- Сам не выберешься, - сказал Мацци, когда еще один катер с лязгом ударился о корпус. - Посмотри-ка туда.
Они повернули головы к койкам и, обхватив руками колени, наблюдали, как другие солдаты третьей роты занимаются своими прозаическими делами.
- Я только знаю, - сказал Мацци, - что никогда не ожидал чего-либо подобного, когда записывался в армию в старом, грязном Бронксе перед войной. Откуда я мог знать, что разразится эта война, будь она проклята? Ответь мне.
- Ответь лучше ты, - возразил Тиллс. - Ведь ты разбираешься в этом лучше всех здесь.
- Я знаю только, что старую третью роту всегда надувают. Всегда. И могу тебе сказать, кто в этом виноват. Старый Раскоряка Стейн, вот кто. Сначала он засовывает нас отдельно от нашей части на этот корабль, где мы не знаем ни души. Потом ставит на четвертое место в очереди на высадку с этого собачьего транспорта. Вот что я могу тебе сказать: все этот старый Раскоряка Стейн!
- Но есть места похуже четвертого, - заметил Тиллс. - Во всяком случае, мы не седьмые и не восьмые. Хорошо хоть он не всунул нас на восьмое место.
- Ну уж это не его заслуга. Важно, что он не поставил нас на первое. Посмотри на этого сукиного сына: хочет показать, что он свой парень. - Мацци кивнул головой в другую сторону, где капитан Стейн, его заместитель и четыре командира взводов, сидя на корточках, склонили головы над разложенной на палубе картой.
- Итак, вы видите, господа, где именно мы будем находиться, - сказал капитан Стейн. Оторвав взгляд от карандаша, он вопросительно поглядел на офицеров. - Разумеется, будут проводники либо от армии, либо от морской пехоты, которые помогут нам добраться туда с наименьшими трудностями и в кратчайшее время. Рубеж обороны - нынешний рубеж - проходит, как я показал, здесь. - Он показал на карте карандашом. - Отсюда около тринадцати километров. Нам предстоит совершить форсированный марш с полной полевой выкладкой на расстояние около десяти километров. - Стейн встал, другие офицеры тоже встали. - Вопросы есть, господа?
- Да, сэр, - сказал второй лейтенант Уайт, командир первого взвода. - У меня есть один вопрос, сэр. Будет ли определенное распоряжение о порядке размещения после прибытия на место? Поскольку Блейн, командир второго взвода, и я, вероятно, пойдем в голове, я хотел бы знать об этом, сэр.
- Я думаю, когда прибудем, придется подождать и посмотреть, что там за местность. Не так ли, Уайт? - сказал Стейн и поднял мясистую правую руку, чтобы поправить очки с толстыми линзами, через которые он смотрел на Уайта.
- Так точно, сэр, - ответил Уайт.
- Есть еще вопросы, господа? - спросил Стейн. - Блейн? Калп? - Он оглядел офицеров.

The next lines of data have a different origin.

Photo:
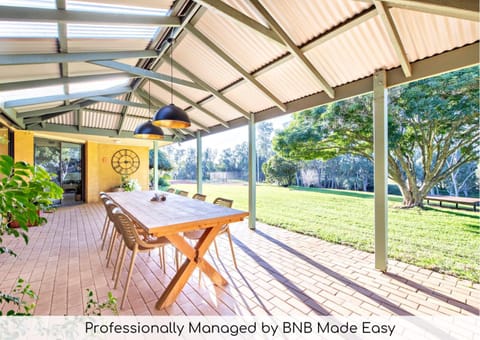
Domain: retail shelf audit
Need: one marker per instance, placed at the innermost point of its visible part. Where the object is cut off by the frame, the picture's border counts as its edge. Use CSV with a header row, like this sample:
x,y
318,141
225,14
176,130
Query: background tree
x,y
429,121
280,170
163,161
264,146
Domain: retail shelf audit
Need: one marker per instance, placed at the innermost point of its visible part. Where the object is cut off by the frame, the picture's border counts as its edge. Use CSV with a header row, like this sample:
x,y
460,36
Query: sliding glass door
x,y
65,160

- Нет, сэр, - ответил Блейн.
- Тогда все, господа, - сказал Стейн и добавил: - Пока. - Потом нагнулся, сложил карту, а когда выпрямился, за толстыми линзами играла мягкая улыбка. Это означало конец официальной части, и теперь каждый мог чувствовать себя свободно.
- Ну как дела, Билл? - спросил Стейн молодого Уайта и дружески похлопал его по спине. - Как себя чувствуете?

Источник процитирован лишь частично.